Santa was being jolly and giving out presents to my other little brothers and sister, when there was another knock on the door.  The kids were so excited they fell over themselves to get to the door and were screaming with delight because in walked Mommy and Daddy.  As far as we were concerned we were in nirvana.  After we hugged and kissed them, Mommy asked where the baby was, and I asked her what baby? She said the baby, Robert Paul, that Santa had brought in to surprise us with.  I said you mean the beautiful living doll that was given to me for Christmas?  She said yes.  I told her I had put him down in my doll crib to nap while all the excitement was going on.  Mommy looked rather shocked and looked at Daddy who broke out in hysterical laughter.  Santa was cracking up too.  The little kids had no idea what was going on, just that everyone was happy.  Daddy asked if he could see my new doll and I told him if he was quiet he could see him.  He went to the bedroom and cracked up, Robert Paul was sound asleep in my doll crib (which was a handmade wooden crib that my grandfather had made me the year before, it was built like a rock).  Daddy asked if he could pick the "doll" up and I told how to do it safely, (support the head and put him in the "roock" of your arm).  My father had a wonderful sense of humor and humored me and walked into the living room with my "doll".
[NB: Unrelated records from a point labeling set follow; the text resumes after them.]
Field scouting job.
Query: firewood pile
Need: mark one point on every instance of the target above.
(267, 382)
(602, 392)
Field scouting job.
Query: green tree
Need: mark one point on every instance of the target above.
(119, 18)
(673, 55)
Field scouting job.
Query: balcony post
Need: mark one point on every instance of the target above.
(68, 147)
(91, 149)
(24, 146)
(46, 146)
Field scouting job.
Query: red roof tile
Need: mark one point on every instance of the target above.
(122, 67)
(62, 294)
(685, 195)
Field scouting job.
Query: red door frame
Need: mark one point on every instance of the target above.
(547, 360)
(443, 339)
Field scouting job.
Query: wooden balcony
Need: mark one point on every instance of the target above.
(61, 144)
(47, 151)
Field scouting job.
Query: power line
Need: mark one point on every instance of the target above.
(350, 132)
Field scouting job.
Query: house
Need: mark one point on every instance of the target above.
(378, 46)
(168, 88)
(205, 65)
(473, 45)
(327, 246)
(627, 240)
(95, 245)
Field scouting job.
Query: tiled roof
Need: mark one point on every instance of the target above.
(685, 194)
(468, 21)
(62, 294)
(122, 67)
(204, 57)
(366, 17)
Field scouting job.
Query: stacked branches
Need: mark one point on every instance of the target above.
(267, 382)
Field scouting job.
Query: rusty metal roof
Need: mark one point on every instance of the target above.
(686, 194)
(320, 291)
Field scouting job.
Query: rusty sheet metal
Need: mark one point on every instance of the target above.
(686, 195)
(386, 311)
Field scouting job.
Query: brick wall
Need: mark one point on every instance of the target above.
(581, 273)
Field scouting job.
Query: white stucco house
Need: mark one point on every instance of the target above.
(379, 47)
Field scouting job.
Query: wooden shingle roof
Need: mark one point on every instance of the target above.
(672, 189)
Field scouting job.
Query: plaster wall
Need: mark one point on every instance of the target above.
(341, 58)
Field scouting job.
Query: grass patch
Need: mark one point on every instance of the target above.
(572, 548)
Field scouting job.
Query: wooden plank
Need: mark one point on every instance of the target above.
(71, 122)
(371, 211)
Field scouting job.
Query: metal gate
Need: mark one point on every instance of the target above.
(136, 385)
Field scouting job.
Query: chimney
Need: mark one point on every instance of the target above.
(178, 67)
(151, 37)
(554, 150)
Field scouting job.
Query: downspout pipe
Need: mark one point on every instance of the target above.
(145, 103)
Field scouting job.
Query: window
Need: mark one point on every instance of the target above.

My father walked into the living room and started to give the baby to my mother, but stopped short and asked me if it was okay for Mommy to hold my "doll".  I told daddy "Don't be silly Daddy, Mommy made him for me."  I am not sure who laughed the hardest, Santa or my parents.  After some questioning my parents realized that I *believed* Santa when he said that the baby was my Christmas present.  After this realization they had to have Santa find my "real" gift, which was a baton, which I had wanted, *BEFORE* Santa gave me my "living doll".  I relented and let Mommy have the baby, on the condition she would share him, which she did till 1977.
Bobby 1966


Christmas 1966




On Nov. 2, 1977, my living doll, Bobby was killed in a car accident on the way home from school......I will never stop loving him and seem to always shed some tears on Christmas Eve for him,  My Mother told me that each Christmas Eve she would remember the lovely story of how Bobby came home.  She told me before she died, it was one of the most cherished moments in her life, because after all I was only 10 and trusted Santa and my parents, so believed anything they told me.  Mother said that the man who played Santa was a member of our American Legion and would tell the story for years afterwards.


Bobby loved his first Christmas story ....and so do I, even if it is bittersweet.  Bobby would curl up in the rocker with me and ask me to tell him the story every year...it was our special story.


I hope everyone has a wonderful Christmas Eve story for themselves.